Индивидуализм всегда был полновесным мировоззрением, на языке которого шло последовательное истолкование каждой области исследований. В его природу, а также и в его значение всего легче проникнуть путем анализа разрушенного им мировоззрения – а именно того, которое имело целью описать и которое бесспорно защищало средневековую форму социальной организации. Феодализм был вертикальной, иерархической системой, основанной на землевладении. У подножия этой социальной колонны стоял крепостной, привязанный к обрабатываемой им земле и обязанный преданностью господину, владельцу земли. Господин, в свою очередь, был обязан преданностью королю, король – императору Священной Римской империи (по крайней мере, в глазах папы). Папа вел свой суверенитет от св. Петра, который не мог лично предстать для отстаивания своих прав. Св. Петр получил их от почти что высшей власти – от второго Лица Троицы, – а второе Лицо Троицы имело их от всевышней власти. Таким образом, непрерывная ниточка тянулась от крепостного на поле до существа, которое епископ Батлер назвал «Господином и Собственником вселенной». Общество строилось тут по спокойному, величественному принципу субординации. Надеялись, что при наличии субординации подчинение без труда последует само собой.
Факт иерархичности, преобразившийся тем самым в принцип, подкреплялся продуманным применением социологии апостола Павла. «Мы все – члены друг друга», – сказал великий миссионер. Человеческое общество напоминает человеческий организм: каждому органу предписана особая функция. Легкие не могут исполнять дело сердца, сердце – дело головы. В средневековой манере эта аналогия была развернута до деталей. Была некоторая загвоздка, считать ли головой папу или императора, поскольку, как разумно замечали законники, у тела по-настоящему не может быть две головы. Однако судопроизводству было отведено (и, по-моему, удачно) место печени, а простой народ отождествлялся с пальцами ног. Когда население начинало бунтовать, говорили, что у политического тела подагра[51].
К несчастью для этих идиллий, средневековое общество нуждалось в товарах потребления и потому нуждалось в классе призванных производить эти товары людей – классе, который не замедлил открыть, что, как правило, чем больше ты делаешь и продаешь товаров, тем больше приобретаешь богатств. Сверх того, феодальные властители страдали от жгучей нужды в деньгах: землевладельцы – известные кредиторы. Возникли заимодавцы как часть торгового класса, и их практика, пускай обличаемая церковью (еще одним землевладельцем) как ростовщическая, росла и процветала на нуждах самих же правителей.

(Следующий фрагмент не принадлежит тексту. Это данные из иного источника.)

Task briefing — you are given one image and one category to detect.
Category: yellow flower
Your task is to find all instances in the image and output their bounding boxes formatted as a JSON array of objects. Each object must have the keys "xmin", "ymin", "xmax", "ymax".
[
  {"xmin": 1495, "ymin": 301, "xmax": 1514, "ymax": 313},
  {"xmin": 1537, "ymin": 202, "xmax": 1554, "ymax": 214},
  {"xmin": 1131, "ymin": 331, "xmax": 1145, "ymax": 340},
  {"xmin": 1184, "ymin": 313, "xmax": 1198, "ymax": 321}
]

Как со временем оказалось, интересы торгового класса находились в прямом конфликте с интересами феодальной аристократии. Сложная система правил, упорядочивавших средневековые отношения, превратилась в систему помех для растущего производства товаров. И средневековое общество постигла судьба всех обществ, не дающих себе производить столько, сколько они могут: оно распалось. Изящная вертикальная колонна, как обнаружилось, была деревянной, и забравшиеся в нее муравьи проели сердцевину.
Этими муравьями (слово не из моих любимых, но у него есть определенная ироническая уместность) были, конечно, как раз упомянутые нами купцы, банкиры и торговцы, исторические предшественники современных капиталистов. За последние четыре века история была по большей части хроникой их подвигов, а философия – хроникой их идей. Чрезвычайно поучительно пронаблюдать, как рост торговли сказался на средневековой социальной теории.

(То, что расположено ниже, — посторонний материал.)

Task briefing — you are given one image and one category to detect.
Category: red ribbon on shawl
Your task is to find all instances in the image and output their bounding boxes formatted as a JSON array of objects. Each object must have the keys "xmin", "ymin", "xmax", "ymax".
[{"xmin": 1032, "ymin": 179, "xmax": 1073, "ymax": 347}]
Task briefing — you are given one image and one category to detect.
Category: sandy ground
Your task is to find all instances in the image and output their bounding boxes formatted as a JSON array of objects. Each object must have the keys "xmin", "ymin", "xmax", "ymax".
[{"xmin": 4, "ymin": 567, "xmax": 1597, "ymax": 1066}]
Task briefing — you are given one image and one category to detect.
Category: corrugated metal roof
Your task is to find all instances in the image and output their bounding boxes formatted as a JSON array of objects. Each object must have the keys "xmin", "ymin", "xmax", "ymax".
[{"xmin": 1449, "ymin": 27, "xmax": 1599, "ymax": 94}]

С самого начала воздействие было поразительным. Для средневековой мысли было как нельзя более естественным делом говорить, что у каждого есть предписанное место в обществе, что у аристократа свое особенное дело, а у торгового человека свое и ни один не должен посягать на чужое. Беда заключалась в том, что купец не мог быть «хорошим» (т.е. прибыльным) купцом без прямого столкновения с аристократией. И точно так же аристократ не мог быть «хорошим» аристократом (т.е. процветающим землевладельцем) без ограничения действий купца. Тем самым теория имела тенденцию переворачиваться с ног на голову, поскольку, чем успешней классы выполняли свои функции, тем острей становился конфликт между ними. Вместо внедрения социальной субординации теория при своем приложении к факту на деле оправдывала раздор.

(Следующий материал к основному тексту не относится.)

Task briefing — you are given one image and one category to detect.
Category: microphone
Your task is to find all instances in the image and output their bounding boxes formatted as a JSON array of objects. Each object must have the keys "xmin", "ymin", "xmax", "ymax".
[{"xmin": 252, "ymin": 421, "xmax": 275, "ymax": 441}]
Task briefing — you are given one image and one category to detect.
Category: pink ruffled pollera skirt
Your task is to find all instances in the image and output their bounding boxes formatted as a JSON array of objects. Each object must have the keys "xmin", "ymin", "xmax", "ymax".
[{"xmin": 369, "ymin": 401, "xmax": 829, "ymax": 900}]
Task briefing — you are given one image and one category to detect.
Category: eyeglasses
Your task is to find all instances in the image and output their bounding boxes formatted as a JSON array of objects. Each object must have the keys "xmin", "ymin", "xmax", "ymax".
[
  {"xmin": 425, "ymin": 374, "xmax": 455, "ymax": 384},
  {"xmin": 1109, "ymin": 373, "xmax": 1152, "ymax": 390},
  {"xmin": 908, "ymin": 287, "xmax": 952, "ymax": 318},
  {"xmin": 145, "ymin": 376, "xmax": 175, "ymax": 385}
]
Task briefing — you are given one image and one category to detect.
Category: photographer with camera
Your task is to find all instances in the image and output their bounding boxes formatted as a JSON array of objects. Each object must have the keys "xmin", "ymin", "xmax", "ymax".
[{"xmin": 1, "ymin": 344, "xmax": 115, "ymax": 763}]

Сознавая этот абсурдный результат, теоретики – защитники торговли (к сожалению, должен я сказать, они были радикалы) вознамерились совершенно отделаться от всего учения целиком. На его место они поставили диаметрально противоположный взгляд. Они отрицали, что ценность человека определяется его причастностью к отправлению социальной функции, и утверждали, что его ценность определяется скорее в аспекте того, чего он способен достичь для себя. Идею общества как организма они заменили идеей общества как скопления индивидов. У каждого из социальных атомов усматривали движущее ядро личной заинтересованности и оболочку, непробиваемо утолщенную естественным правом. Стали считать, что атомы вступают во временные отношения друг с другом, сцепляемые взаимным удовлетворением своих интересов и благотворным, хотя и строгим, законом договора. Но что касается влияния друг на друга, у индивидов его было вряд ли больше, чем у груды мраморных шаров.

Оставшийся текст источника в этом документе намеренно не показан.